Autumn looked at Ethan. He saw such fear on that little face, it was like a punch in the gut. Joanna held her hand tight and said, “Why don’t you tell him about it yourself, Autumn?”

She licked her lips. “It’s too scary, Mama.”

Ethan said, “You tell me and then it won’t be so scary anymore. I promise.”

She thought about it, then slowly nodded. “I was supposed to be asleep beside Mama, but I couldn’t stop thinking about them, how scary they were, how I knew they didn’t like Mama, even though they pretended they did. And they looked at me funny, you know, trying to pretend they weren’t looking, but they were.
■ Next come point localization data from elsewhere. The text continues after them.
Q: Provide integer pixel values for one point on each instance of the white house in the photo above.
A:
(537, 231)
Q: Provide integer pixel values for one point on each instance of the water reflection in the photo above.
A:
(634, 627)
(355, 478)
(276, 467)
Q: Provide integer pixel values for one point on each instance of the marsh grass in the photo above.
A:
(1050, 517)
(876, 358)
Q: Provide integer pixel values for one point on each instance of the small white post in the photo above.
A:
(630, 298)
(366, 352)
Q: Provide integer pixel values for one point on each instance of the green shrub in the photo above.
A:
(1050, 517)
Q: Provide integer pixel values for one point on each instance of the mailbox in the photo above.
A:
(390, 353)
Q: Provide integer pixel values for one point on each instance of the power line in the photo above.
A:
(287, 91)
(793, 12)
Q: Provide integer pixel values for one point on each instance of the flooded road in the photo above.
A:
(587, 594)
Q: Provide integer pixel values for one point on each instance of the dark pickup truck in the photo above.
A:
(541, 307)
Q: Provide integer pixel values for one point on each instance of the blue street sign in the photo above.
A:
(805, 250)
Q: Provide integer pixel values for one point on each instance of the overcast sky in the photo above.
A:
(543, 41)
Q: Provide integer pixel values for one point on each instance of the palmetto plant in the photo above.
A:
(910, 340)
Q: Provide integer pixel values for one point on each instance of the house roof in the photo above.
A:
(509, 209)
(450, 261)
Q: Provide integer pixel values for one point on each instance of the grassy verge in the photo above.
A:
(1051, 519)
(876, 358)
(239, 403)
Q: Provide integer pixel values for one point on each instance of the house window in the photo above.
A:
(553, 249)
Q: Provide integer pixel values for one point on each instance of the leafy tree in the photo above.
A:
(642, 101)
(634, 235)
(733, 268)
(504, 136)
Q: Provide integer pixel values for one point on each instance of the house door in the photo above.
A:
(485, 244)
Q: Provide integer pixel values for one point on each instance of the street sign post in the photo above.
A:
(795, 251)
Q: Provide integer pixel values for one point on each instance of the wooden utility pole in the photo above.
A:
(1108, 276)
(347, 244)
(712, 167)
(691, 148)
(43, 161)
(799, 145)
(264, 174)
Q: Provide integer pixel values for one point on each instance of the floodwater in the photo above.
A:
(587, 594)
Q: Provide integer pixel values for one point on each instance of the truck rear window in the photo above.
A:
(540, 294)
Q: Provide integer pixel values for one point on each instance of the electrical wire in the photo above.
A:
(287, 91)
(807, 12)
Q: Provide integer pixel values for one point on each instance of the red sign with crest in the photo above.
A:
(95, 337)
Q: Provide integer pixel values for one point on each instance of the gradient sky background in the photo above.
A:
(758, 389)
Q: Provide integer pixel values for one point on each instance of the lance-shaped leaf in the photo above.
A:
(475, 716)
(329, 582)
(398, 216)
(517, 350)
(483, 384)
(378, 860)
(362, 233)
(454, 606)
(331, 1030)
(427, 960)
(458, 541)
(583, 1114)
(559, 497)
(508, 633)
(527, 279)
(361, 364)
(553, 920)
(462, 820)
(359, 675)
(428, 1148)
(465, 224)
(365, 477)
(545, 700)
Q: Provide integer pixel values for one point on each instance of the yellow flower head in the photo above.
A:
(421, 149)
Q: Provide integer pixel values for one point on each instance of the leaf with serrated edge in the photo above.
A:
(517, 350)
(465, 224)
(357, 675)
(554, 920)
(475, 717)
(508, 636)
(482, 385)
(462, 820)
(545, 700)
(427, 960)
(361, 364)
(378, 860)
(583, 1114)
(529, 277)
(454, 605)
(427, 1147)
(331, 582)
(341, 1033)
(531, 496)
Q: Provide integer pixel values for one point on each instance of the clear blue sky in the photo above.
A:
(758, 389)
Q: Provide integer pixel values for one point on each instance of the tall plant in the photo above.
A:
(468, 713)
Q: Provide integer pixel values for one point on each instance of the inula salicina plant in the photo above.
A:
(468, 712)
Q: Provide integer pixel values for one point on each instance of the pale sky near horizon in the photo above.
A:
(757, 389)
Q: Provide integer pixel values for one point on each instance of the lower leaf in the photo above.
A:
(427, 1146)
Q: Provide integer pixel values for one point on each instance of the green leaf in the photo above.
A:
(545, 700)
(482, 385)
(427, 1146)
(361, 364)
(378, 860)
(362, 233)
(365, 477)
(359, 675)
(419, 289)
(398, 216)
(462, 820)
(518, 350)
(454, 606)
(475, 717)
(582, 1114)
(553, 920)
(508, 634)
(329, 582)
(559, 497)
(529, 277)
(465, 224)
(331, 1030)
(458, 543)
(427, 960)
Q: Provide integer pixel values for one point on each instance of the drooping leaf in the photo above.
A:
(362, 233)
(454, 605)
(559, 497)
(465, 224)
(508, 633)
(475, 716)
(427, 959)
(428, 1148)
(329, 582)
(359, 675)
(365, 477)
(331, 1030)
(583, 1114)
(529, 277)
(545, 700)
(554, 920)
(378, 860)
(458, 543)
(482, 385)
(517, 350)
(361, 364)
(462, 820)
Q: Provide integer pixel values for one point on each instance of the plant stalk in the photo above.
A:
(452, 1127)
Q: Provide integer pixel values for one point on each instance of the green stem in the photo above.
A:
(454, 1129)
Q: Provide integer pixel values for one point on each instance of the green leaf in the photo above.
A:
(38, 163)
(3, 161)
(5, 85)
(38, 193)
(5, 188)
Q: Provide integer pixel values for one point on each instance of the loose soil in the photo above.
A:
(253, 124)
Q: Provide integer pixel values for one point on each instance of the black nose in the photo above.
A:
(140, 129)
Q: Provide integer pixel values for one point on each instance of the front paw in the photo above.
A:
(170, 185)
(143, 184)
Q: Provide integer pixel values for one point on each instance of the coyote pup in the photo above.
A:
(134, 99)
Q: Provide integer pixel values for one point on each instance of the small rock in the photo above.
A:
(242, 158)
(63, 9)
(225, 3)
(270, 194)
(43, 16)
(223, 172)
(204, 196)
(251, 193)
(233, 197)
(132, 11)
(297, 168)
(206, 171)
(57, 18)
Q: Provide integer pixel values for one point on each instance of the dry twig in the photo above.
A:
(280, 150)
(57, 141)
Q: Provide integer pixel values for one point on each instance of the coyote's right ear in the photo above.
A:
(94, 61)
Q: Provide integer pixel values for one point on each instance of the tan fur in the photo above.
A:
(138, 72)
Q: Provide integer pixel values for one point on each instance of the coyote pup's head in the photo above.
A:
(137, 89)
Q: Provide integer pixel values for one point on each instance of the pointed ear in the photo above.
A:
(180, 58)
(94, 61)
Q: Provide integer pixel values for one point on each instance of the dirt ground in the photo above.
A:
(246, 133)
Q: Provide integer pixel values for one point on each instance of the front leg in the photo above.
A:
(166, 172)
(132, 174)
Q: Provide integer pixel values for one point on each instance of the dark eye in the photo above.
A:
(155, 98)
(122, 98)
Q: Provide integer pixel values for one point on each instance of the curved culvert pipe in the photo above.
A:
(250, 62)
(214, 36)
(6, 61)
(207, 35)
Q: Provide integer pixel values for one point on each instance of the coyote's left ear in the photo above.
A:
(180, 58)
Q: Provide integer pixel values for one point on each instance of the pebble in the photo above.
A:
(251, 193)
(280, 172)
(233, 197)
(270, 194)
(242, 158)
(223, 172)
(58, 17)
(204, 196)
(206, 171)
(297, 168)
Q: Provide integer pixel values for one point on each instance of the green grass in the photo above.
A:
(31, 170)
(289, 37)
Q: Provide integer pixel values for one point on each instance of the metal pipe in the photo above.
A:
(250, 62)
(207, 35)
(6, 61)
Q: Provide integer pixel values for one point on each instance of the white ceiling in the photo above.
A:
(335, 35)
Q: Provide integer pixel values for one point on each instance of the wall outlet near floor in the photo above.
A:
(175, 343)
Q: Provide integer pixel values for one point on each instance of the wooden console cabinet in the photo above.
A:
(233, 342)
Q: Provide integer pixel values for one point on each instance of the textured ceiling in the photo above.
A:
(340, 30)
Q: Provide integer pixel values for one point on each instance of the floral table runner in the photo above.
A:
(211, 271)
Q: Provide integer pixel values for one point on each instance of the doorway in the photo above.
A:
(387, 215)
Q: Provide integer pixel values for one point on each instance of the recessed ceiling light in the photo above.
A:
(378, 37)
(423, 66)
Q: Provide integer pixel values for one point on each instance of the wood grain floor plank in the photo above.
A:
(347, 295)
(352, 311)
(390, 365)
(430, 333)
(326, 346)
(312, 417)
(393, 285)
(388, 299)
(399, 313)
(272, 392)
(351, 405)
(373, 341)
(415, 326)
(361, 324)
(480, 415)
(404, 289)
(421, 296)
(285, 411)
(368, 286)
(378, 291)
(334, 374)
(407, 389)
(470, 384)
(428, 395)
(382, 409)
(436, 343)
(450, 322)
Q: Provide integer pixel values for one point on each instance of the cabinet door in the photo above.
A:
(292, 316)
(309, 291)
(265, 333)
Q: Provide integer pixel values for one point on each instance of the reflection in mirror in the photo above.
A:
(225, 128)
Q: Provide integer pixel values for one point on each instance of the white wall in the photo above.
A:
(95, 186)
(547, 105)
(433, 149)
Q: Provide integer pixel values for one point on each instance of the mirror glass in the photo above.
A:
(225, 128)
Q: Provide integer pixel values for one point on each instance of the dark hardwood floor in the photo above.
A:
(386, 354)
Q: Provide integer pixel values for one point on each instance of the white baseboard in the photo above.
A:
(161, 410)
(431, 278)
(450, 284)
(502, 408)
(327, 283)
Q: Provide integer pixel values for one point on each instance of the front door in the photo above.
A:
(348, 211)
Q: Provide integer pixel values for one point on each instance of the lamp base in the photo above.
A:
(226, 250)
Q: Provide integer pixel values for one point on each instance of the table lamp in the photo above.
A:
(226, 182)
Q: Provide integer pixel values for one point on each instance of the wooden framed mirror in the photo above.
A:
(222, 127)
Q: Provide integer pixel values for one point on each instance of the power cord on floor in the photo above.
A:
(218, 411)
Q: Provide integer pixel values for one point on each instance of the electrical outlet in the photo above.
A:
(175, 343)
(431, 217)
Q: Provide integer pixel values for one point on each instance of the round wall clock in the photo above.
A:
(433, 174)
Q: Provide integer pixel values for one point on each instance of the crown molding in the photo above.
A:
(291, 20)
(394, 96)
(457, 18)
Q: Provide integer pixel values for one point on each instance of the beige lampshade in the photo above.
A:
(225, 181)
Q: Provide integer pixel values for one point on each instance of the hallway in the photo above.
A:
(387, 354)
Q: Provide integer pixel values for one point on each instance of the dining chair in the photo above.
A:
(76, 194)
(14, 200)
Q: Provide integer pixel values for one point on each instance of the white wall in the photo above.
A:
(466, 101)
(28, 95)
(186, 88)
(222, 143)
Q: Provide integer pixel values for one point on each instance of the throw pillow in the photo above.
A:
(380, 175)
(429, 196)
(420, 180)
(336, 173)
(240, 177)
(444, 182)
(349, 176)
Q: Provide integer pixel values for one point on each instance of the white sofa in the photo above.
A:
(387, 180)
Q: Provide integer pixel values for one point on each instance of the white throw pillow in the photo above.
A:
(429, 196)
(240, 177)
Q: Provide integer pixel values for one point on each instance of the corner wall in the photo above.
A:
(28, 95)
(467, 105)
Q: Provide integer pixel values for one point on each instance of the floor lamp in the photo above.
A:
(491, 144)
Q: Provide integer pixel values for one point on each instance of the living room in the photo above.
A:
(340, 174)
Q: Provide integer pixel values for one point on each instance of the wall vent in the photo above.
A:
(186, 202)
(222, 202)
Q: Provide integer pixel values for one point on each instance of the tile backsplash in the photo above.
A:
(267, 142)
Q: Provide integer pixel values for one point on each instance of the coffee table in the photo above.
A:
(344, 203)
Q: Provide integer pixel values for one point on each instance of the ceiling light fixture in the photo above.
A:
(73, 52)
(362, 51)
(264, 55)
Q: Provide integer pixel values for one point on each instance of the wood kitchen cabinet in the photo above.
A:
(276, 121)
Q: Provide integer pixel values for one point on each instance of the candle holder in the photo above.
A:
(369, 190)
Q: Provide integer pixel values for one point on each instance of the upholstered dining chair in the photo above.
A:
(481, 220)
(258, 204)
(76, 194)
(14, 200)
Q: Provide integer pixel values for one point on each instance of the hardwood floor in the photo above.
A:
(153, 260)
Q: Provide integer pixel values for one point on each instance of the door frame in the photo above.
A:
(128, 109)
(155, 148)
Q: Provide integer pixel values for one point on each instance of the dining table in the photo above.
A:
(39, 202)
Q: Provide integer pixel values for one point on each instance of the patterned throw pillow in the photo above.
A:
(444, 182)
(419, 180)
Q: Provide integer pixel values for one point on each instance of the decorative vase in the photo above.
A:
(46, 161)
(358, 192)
“Mama started moaning in her sleep, so I got up. I put on my clothes without waking her and climbed out the window.” She swallowed. “I walked to the cemetery, and that’s when I saw them, and they were digging up my daddy’s grave and there were these bodies on the ground beside them.” She was shaking, both her voice and her small body, and she pressed even harder against her mother’s side, as if she wanted to become part of her.

Joanna gathered her close, kissed the top of her head, whispered, “It’s okay, sweetie, I swear it’s okay. Ethan is—” Joanna cleared her throat. “Ethan is going to help us.”

He swallowed hard at that vote of confidence. He looked at the mother and daughter and marveled at what life had dished onto his plate in a single day. He said, “Autumn, I told your mama I’m the prince of bad and that means I can help you with just about anything. Now, kiddo, tell me who you saw out there.”

“Blessed and Grace were digging, and Shepherd was standing beside the dead people.” Her voice caught, and she looked terrified.

“Okay, Autumn, that’s enough for now. I want you to take some deep breaths and shake your arms around; it’ll loosen you up. That’s it—good. Now, let your mama talk for a while. Joanna, let’s back up. After the funeral, what did you and Autumn do?”

Joanna said, “I made some excuse, and I drove us to Bricker’s Bowl, only about a half-mile away. Like Autumn, I wanted to get away from all of them. I was tempted to keep driving west, let me tell you. I wish I hadn’t gone back there now, wish I hadn’t taken Martin’s urn to be buried in a chicken coop.”

He wondered what would have happened if she’d kept driving west. Would they still have found her just like they found her here? “Okay, after you drove into Bricker’s Bowl, what did you do?”

“Just walked around. Everyone knew who we were—how, I have no clue, but I knew they were talking about us, wondering about us, I guess, wondering, maybe, if we were weird. I’ll tell you, I don’t blame them a bit.

“We stopped at the small grocery store because it was hot and Autumn wanted an ice cream. There was a woman in there who looked at us like we were members of the devil’s fold. I’ll never forget how she stared at Autumn and said, ‘She looks just like him,’ and she crossed herself. I was appalled and grabbed Autumn’s hand to get her out of there but the woman said then, ‘I was very glad Martin escaped. I’m very sorry he’s dead. Everyone liked Martin, but no one knew when he was going to be buried. Preacher Michael even called Mrs. Backman, but she didn’t tell him a thing.’ And then she shut up and shook her head.”

“The lady asked me what kind of ice cream I liked best,” Autumn said. “I told her I really liked butter pecan, and she said that was good because she’d just made some.”

Lula strolled into the living room, tail high. She meowed when she saw Ethan, padded quickly to him, and jumped up on his lap. She began kneading his leg.

Autumn leaned over to pat her and Lula stretched under her hand and kept kneading.

Of course Mackie wasn’t to be left out. He was soon seated on Ethan’s other leg, his claws sharper than Lula’s, who’d had a manicure only two days before when Maggie had come to clean up the cottage and managed to catch her. Mackie had escaped clean.

Autumn yawned and leaned back against her mother’s chest, all boneless, like the cats when they were with him in bed at night. “Mama,” she whispered, “I think we can trust Ethan. We started to tell him about those poor dead people. I think we should tell Ethan more of it, Mama.”

19

JOANNA WAS PALE and quiet. He gave her a moment to think about what Autumn had said, and slowly stood up. “I think both of you could use a soda. How about it?”

Joanna looked at him, drew in a deep breath, and slowly nodded. “Yes, a drink would be nice. Autumn, stay here, sweetie, sit on my lap.”